A few weeks later, Yuan from UX asked:
15:23:55 - yuan: is there any other way for you to share your front-end work? jwilde
We couldn’t yet generate an installer for Metro Firefox because some key build system changes hadn’t landed.
So, I decided turn my Dropbox builds into a shared folder for Yuan to use. I automated the setup process with some Python scripts that generated the appropriate Windows Registry files based the user’s Dropbox folder location and documented the installation process publicly on Etherpad. It was janky, but usable as a temporary solution for bleeding-edge testers.
A bit later, she had a working copy of Metro Firefox that would receive updates in real-time.
Yuan posted a link to the Etherpad on the Mozilla Wiki so that other people could try out the build. Given the roughness and instability of the builds in the Dropbox, I chose to keep the Dropbox private but give out access to anybody who asked. By the end of the summer, 13 people were actively testing the Dropbox build and providing incredibly useful feedback.
As more people joined the folder, I felt a responsibility to do a better job at keeping builds working than I did when it was just me and my tablet.

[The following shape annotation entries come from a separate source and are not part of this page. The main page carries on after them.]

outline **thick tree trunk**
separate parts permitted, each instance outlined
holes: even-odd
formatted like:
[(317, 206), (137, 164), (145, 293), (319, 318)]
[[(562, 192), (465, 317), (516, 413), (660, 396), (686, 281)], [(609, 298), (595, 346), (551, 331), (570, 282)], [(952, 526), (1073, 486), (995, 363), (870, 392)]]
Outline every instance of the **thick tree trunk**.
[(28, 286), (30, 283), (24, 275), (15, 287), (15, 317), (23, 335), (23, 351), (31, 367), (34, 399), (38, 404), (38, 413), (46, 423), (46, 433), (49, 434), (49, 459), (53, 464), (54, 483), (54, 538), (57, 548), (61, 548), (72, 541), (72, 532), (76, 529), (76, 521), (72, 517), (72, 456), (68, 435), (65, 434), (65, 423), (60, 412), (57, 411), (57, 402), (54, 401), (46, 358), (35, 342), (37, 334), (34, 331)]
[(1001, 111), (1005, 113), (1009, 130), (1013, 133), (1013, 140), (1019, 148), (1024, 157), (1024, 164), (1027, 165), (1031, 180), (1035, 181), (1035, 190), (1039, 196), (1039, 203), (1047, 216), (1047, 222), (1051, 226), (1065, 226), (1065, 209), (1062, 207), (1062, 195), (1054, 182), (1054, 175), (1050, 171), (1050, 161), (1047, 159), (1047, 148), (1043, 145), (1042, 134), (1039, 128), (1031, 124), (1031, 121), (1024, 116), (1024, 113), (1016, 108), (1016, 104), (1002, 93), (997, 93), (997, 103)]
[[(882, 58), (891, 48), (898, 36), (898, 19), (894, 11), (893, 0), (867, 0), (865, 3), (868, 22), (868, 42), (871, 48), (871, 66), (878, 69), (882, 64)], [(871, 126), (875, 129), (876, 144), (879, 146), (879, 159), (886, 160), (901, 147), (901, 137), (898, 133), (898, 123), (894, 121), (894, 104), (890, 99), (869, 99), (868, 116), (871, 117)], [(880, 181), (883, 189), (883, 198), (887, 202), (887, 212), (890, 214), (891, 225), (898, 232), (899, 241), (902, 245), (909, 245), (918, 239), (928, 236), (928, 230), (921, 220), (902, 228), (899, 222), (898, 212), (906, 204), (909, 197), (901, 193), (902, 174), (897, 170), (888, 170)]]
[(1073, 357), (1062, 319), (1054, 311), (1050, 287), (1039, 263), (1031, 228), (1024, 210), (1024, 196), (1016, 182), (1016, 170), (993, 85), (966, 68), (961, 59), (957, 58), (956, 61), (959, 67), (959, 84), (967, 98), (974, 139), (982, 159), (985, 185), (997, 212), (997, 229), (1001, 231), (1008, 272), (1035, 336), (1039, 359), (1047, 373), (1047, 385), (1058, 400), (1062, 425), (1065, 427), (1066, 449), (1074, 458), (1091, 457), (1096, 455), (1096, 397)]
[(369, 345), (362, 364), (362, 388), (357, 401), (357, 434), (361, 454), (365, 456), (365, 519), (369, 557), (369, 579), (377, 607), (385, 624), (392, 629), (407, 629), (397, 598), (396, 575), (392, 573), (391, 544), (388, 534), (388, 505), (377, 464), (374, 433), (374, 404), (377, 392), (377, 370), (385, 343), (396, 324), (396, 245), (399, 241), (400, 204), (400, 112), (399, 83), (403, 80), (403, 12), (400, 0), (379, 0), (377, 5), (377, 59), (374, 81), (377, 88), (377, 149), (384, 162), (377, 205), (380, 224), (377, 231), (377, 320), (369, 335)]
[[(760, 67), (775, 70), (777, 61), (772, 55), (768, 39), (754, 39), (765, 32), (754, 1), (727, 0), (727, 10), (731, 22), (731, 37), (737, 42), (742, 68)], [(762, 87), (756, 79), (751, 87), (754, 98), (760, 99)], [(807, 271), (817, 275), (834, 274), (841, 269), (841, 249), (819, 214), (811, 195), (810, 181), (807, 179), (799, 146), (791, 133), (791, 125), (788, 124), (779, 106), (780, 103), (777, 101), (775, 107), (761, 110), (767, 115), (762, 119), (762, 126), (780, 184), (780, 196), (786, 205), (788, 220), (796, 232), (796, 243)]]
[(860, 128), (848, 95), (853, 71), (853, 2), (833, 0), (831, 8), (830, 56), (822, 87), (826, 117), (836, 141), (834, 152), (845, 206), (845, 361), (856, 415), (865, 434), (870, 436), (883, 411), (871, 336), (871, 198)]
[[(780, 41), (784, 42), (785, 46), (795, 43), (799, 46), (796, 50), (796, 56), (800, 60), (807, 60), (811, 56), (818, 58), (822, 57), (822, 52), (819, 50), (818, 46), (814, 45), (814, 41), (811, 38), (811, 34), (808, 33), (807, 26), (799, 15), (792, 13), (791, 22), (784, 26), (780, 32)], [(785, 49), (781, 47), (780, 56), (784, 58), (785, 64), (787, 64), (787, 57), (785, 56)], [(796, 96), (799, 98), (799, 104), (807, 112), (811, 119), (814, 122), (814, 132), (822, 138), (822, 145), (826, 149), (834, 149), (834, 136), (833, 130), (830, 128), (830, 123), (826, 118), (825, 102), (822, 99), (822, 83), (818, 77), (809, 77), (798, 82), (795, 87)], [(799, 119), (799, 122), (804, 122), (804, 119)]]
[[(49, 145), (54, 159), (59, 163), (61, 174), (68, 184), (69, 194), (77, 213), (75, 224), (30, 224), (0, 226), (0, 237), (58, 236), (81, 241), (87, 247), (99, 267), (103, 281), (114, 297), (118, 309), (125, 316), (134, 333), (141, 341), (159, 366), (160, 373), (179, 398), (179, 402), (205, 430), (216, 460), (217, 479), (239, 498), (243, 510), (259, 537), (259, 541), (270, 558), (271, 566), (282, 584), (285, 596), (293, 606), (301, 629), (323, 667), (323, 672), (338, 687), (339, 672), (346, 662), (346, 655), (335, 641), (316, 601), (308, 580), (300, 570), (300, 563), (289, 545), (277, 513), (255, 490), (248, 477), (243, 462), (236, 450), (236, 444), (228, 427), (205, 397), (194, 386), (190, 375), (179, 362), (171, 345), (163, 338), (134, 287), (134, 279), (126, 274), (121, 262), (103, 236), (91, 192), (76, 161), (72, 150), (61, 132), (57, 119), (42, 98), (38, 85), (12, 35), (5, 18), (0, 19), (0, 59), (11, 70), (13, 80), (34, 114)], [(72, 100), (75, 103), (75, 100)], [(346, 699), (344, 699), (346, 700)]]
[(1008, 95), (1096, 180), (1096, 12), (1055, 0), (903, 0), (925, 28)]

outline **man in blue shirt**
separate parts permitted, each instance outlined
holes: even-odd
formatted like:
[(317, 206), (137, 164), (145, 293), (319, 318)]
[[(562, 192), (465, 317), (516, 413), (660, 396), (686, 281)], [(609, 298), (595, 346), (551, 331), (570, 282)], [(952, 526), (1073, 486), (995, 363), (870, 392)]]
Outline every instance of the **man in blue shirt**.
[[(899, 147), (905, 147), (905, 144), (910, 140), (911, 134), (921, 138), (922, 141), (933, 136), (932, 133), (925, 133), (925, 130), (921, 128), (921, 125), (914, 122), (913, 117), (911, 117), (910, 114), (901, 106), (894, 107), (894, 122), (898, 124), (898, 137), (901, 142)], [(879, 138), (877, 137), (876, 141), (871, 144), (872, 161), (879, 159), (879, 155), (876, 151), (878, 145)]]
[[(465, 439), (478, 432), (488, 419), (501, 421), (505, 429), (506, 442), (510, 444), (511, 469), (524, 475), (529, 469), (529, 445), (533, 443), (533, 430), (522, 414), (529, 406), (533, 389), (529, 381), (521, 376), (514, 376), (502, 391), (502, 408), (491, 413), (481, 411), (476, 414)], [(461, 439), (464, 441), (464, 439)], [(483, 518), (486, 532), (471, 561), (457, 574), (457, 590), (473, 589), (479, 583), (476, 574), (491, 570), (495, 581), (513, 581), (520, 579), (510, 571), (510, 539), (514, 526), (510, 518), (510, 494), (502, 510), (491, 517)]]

Directly real-time syncing
obj/dist meant that shared folder members could see all changes, both good and ugly. To reduce the chance users would see ugly changes, I got rid of the symlinks to the Dropbox folder. I started compiling into a staging folder and using a Bash script to copy
obj/dist into Dropbox once I’d checked that everything looked good.
This cleaned things up some, but with ~13 people in the folder, there was a decent chance that at least one person would have Firefox open, putting file locks across their copy of Firefox. When Dropbox receives changes a locked file, it tags the file “in conflict” and uploads the alternate version. Because all members of private shared folders have write access, there were duplicate files strewn across the Dropbox folder, leading to clutter.
Despite the issues that I ran into, I think that Dropbox is a workable development deployment solution for small number of devices when products like Adobe Shadow or Visual Studio Remote Debugging aren’t workable. A public, read-only shared folder might have handled the scaling issues better, but I’d stick to proper updater systems for when apps grow beyond one or two testers.